Our multilevel DNA data encryption method may be useful for a range of vital applications (Fig. 5), such as storing private keys for bitcoin, bank card pins, personal health information and financial system information. The storage of confidential data in our system has various advantages: (i) the data are stored in a UBP-integrated DNA medium that is resistant to both computer hackers and routine sequencing; (ii) the data are physically separated by the KS and IS, providing additional protection; and (iii) the encrypted data stored by the UBP-based multilevel DNA encryption system should be tiny enough to be stored or carried securely or be replicated many times for long-term storage. We expect that future studies will focus on improving the system's utility in more practical scenarios. In conclusion, based on the introduction of UBPs, we developed a multilevel DNA data encryption system to enhance the security of data storage. Our system can offer a useful solution for practical DNA data storage that takes high privacy into account and supports the advancement of DNA encryption into an expanded genetic system-based era.

METHODS

UBP-containing DNA information synthesis

Oligonucleotides containing UB were synthesized by Sangon Biotech, and the phosphoramidite building blocks of UB were synthesized by ourselves and provided to Sangon Biotech. dNaMTP and dTPT3TP were synthesized according to previous methods [52]. The sequences of DNA information and oligonucleotides are detailed in Table S1. Next, 1 μM of each oligonucleotide was mixed with 25 μL of 2 × Hieff PCR Master Mix, 100 μM dNaMTP and dTPT3TP, and ddH2O, up to 50 μL. The DNA information sequences were synthesized by using the following thermal cycling conditions: 15 cycles of denaturation (94°C, 30 s), annealing (52°C, 30 s) and extension (72°C, 15 s), then a final extension (72°C, 10 min). The PCR products were examined and purified using a 1% agarose gel.

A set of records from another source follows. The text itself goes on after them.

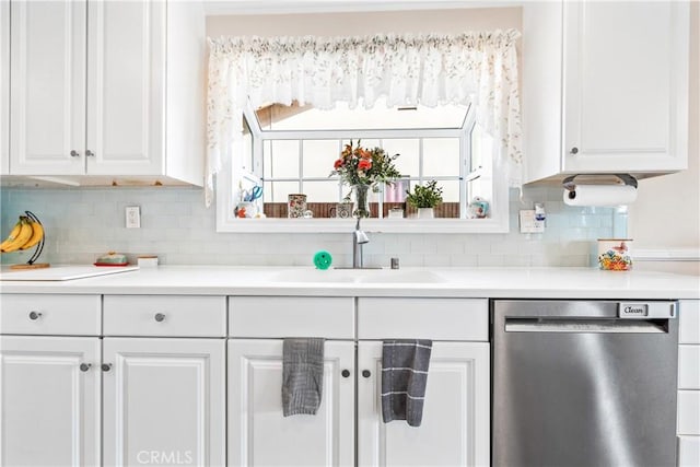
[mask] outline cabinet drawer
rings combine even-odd
[[[231,296],[229,336],[354,338],[349,296]]]
[[[226,299],[206,295],[105,295],[105,336],[223,337]]]
[[[2,294],[0,334],[100,335],[100,295]]]
[[[358,339],[489,340],[486,299],[358,300]]]
[[[700,346],[678,346],[678,388],[700,389]]]
[[[700,390],[678,392],[678,434],[700,434]]]
[[[678,467],[700,466],[700,436],[678,436]]]
[[[700,343],[700,300],[682,300],[679,308],[678,342]]]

DNA information library preparation and selectively amplifying

Primers for selectively amplifying are listed in Table S1. The indexed sequences for DNA information are incorporated through PCR, followed by mixing and storage after spin column purification. The target DNA sequence was amplified by PCR according to the following recipe: 25 μL of 2 × Hieff PCR Master Mix, 100 μM dNaMTP and dTPT3TP, 10 pg DNA information library, 1 μM Primers (with X, Y)-F, 1 μM Primers (with X, Y)-R, and ddH2O up to 50 μL. The thermocycling protocol was as follows: initial denaturation (94°C, 3 min), followed by 15 cycles of denaturation (94°C, 30 s), annealing (55°C, 30 s), and extension (72°C, 15 s), then a final extension (72°C, 10 min). Both forward and reverse index primers are employed for sequencing. The sequence of the DNA information is obtained following the splicing process.

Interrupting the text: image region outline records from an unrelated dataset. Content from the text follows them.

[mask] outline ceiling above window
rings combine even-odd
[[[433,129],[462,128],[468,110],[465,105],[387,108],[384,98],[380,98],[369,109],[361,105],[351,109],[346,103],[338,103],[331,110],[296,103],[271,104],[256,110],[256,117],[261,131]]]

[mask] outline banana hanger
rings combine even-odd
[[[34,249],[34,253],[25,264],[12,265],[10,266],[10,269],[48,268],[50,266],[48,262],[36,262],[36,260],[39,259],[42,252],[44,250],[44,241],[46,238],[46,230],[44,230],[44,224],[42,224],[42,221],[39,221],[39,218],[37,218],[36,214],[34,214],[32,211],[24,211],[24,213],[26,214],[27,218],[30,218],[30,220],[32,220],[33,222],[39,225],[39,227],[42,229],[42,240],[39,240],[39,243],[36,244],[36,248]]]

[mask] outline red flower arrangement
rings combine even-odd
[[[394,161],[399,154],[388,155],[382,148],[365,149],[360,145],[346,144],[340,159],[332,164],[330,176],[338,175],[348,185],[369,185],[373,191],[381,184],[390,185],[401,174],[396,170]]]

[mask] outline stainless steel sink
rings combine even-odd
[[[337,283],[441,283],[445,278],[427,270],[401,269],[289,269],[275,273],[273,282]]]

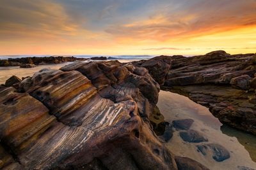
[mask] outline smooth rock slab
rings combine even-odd
[[[188,131],[180,132],[180,136],[183,141],[189,143],[208,141],[208,139],[201,133],[191,129]]]
[[[204,155],[211,154],[217,162],[222,162],[230,157],[228,151],[219,144],[211,143],[196,145],[198,152]]]

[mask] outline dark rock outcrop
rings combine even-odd
[[[230,84],[234,88],[238,88],[247,90],[249,90],[250,88],[252,80],[252,78],[250,76],[244,74],[231,79]]]
[[[198,145],[196,147],[198,151],[202,154],[204,155],[210,154],[212,159],[217,162],[222,162],[230,157],[228,151],[219,144]]]
[[[20,83],[21,80],[16,76],[12,76],[8,79],[6,80],[5,81],[5,86],[6,87],[11,87],[11,86],[19,86],[19,83]]]
[[[107,57],[92,57],[90,59],[92,60],[108,60]]]
[[[189,143],[208,141],[208,139],[203,136],[202,134],[194,130],[180,132],[180,136],[183,141]]]
[[[162,89],[188,96],[209,108],[222,123],[256,134],[255,61],[254,53],[216,51],[133,63],[148,68]]]
[[[32,68],[36,67],[36,65],[34,64],[20,64],[20,68]]]
[[[187,157],[175,157],[179,170],[209,170],[199,162]]]
[[[145,71],[75,62],[1,87],[1,167],[177,169],[149,123],[159,87]]]
[[[0,67],[6,66],[21,66],[22,67],[29,67],[26,66],[28,64],[60,64],[66,62],[74,62],[76,60],[86,60],[88,59],[77,58],[74,57],[22,57],[22,58],[10,58],[8,60],[0,60]],[[31,65],[32,66],[32,65]]]
[[[172,122],[175,128],[188,130],[194,122],[194,120],[191,118],[186,118],[180,120],[175,120]]]

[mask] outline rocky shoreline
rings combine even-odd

Transformed PCR and sequencing

Transformed PCR was performed as previously described [35] according to the following recipe: 25 μL 2 × Hieff PCR Master Mix, UBP-containing DNA information sequences, 1 μM each forward and reverse primer, and ddH2O up to 50 μL, Bridge base PCR add 100 μM disoTATTP and dNaMTP, inherent base's preference PCR add only 100 μM dNaMTP. Sequence both PCR products to identify the sequences of UBP-containing DNA information sequences.

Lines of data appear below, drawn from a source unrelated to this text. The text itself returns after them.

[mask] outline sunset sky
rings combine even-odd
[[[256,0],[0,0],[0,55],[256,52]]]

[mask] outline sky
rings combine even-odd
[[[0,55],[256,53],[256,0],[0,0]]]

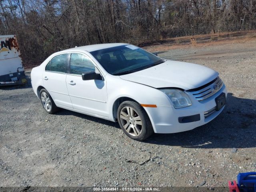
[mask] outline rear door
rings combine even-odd
[[[68,56],[68,54],[64,54],[52,58],[46,65],[42,78],[44,87],[55,104],[72,108],[66,83]]]
[[[92,71],[99,73],[89,57],[80,53],[71,53],[70,74],[67,74],[66,82],[73,107],[91,114],[108,117],[106,82],[82,79],[82,73]]]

Second-generation and third-generation sequencing

DNAs bearing UBPs or not were amplified by PCR with or without the addition of dNaM-dTPT3 in the PCR reaction, and the resultant PCR products were sent for next-generation or third-generation sequencing. Next-generation sequencing was performed on the MGI2000 platform and quality control of the sequencing reads was performed according to the standard procedure of BGI Genomics. Third-generation sequencing was performed on the PacBio Sequel II platform and quality control of the sequencing reads was achieved following the standard protocol of Haorui Genomics. The resulting raw sequence data have been deposited in the NCBI BioProject (accession number: PRJNA1155232).

Supplementary Material

nwae469_Supplemental_Files

Contributor Information

Xiaoluo Huang, Shenzhen Key Laboratory of Synthetic Genomics, Guangdong Provincial Key Laboratory of Synthetic Genomics, Shenzhen Institute of Synthetic Biology, Shenzhen Institutes of Advanced Technology, Chinese Academy of Sciences, Shenzhen 518055, China.

Zhaohua Hou, School of Ecology and Environment, Northwestern Polytechnical University, Xi'an 710129, China.

Wei Qiang, Shenzhen Key Laboratory of Synthetic Genomics, Guangdong Provincial Key Laboratory of Synthetic Genomics, Shenzhen Institute of Synthetic Biology, Shenzhen Institutes of Advanced Technology, Chinese Academy of Sciences, Shenzhen 518055, China.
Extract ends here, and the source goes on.